1300P - High expression of BAP1 is biomarker of better prognostic in advanced non-small cell lung cancer patients

Date 29 September 2012
Event ESMO Congress 2012
Session Poster presentation I
Topics Non-Small-Cell Lung Cancer, Metastatic
Translational Research
Presenter Yang-song Zuo
Authors Y. Zuo1, Z. Shen2
  • 1Department Of Respiration Medicine, Lianshui People's Hospital, 223400 - Lianshui, Jiangsu/CN
  • 2Sixth People's Hospital Shanghai Jiaotong University, 200233 - Shanghai/CN

Abstract

Background

Non small cell lung cancer (NSCLC) is the leading worldwide source of cancer-related deaths. Although some drugs targeting EGFR mutations were developed, most of advanced NSCLC is still incurable. New targets for anticancer drugs are demanded. BRCA1-associated protein-1 (BAP1) is a component of the ubiquitin proteasome system (UPS). The UPS has emerged as a potential target for anticancer drugs. The expression of BAP1 protein in patients with NSCLC has not been reported to date.

Methods

Here, we assessed BAP1 expression by Western blot in 103 cases patients with advanced NSCLC to investigate the impact of BAP1 on survival.

Results

Our data revealed 49 (47.5%) patients were classified as high expression of BAP1. Squamous cell carcinomas were more likely to be BAP1 high expressers compared to adenocarcinomas (55.8% vs. 32.3%, p= 0.001). High BAP1 expression was associated with lymph node metastasis (p= 0.008) as well as remote metastasis (p= 0.012) and was not associated with other clinical or pathological characteristics. In Kaplan-Meier survival analysis showed that patients with high BAP1 expression had a longer median survival compared to low expressers (23.2 vs. 14.7 months, p= 0.021) especially in the subset of squamous tumors (27.3 vs. 13.1 months, p= 0.013).
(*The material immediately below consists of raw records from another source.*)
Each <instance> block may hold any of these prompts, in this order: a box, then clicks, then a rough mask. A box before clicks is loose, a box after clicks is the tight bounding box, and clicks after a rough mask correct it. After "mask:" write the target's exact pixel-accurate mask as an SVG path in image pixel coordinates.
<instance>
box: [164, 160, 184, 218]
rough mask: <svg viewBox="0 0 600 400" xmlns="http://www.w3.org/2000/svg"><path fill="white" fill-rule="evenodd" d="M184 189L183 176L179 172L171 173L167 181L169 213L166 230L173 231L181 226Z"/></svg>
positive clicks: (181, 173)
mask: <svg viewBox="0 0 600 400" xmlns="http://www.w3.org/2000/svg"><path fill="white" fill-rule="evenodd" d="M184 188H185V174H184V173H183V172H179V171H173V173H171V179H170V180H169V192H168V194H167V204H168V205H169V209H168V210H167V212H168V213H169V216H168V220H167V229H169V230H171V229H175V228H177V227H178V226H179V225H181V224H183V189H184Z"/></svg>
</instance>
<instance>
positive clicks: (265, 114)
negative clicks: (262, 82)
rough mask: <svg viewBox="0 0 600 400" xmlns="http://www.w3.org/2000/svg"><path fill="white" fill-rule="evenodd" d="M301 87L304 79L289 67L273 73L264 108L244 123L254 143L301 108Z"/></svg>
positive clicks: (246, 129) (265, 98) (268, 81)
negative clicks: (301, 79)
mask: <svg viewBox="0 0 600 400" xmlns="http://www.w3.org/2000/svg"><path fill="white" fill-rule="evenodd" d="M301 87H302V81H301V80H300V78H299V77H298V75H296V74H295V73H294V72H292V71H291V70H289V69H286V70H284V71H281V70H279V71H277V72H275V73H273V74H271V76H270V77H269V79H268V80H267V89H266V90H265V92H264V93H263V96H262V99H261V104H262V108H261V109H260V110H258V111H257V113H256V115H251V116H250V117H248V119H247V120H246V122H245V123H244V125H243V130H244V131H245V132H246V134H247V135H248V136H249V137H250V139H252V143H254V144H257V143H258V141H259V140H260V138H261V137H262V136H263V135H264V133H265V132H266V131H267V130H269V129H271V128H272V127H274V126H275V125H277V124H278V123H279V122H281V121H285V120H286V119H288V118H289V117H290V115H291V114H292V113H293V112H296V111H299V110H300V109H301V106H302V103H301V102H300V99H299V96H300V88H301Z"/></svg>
Multivariate analysisrevealed that high BAP1expression was an independent lower risk for all 103 patients (HR = 0.61, 95% CI 0.32-0.71, p = 0.003).

Conclusions

BAP1 may be a useful prognostic factor of NSCLC patients and potential target for anticancer drugs.

Disclosure

All authors have declared no conflicts of interest.